Shipping Greenhouse Gas Emissions and Possible Solutions

About 90% of international trade in goods is via shipping, involving over 100,000 commercial ships. The propulsion units rank among the world’s most powerful machines (the Wartsila Sulzer RT-Flex 96 C has an output of approximately 80,000 KW or 108,900 BHP) yet few alternatives to fossil fuel burning have been widely introduced. On top of this the bunker fuel they use is basically refinery dregs, close to a solid gunge until heated. Thus some 3% of global CO₂ emissions are from this source.

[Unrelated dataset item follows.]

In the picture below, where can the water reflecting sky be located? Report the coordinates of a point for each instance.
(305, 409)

This pointed to shipping as a significant contributor to global warming, except that this is not the case. The high sulphur content of bunker fuel results in emissions of sulphates which do not just just scatter sunlight but also help form and thicken clouds which reflect solar radiation away from earth. The net effect of these emissions is said to have reduced global warming by 7% in the 20th century.

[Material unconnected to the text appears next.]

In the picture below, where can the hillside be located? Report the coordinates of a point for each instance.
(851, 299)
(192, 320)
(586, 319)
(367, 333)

The International Maritime Organisation is a UN body responsible for the world’s shipping but not known for its openness or representative membership. It is not just that seats are allocated according to size of merchant fleets (Panama and Liberia come out well) but the countries sometimes assign their voting rights to private companies or even a foreign individual in one case. Nor are they averse to inducements. At one meeting last year there were so many of these loaded onto delegates’ desks that 137 sets of headphones were broken.

Nevertheless the IMO has acted on the issue of sulphur in bunker fuel by requiring the amount to be reduced from 3.5% to 0.5%. It has been estimated that will reduce premature deaths by between 139,000 and 396,000 pa. This reduction, which is  imminent and legally enforceable, will thus contribute to global warming. In contrast action to restrict CO₂ emissions is restricted to a requirement for a global reduction of 50% by 2050 which apart from not being legally enforecable is a long way from carbon neutral.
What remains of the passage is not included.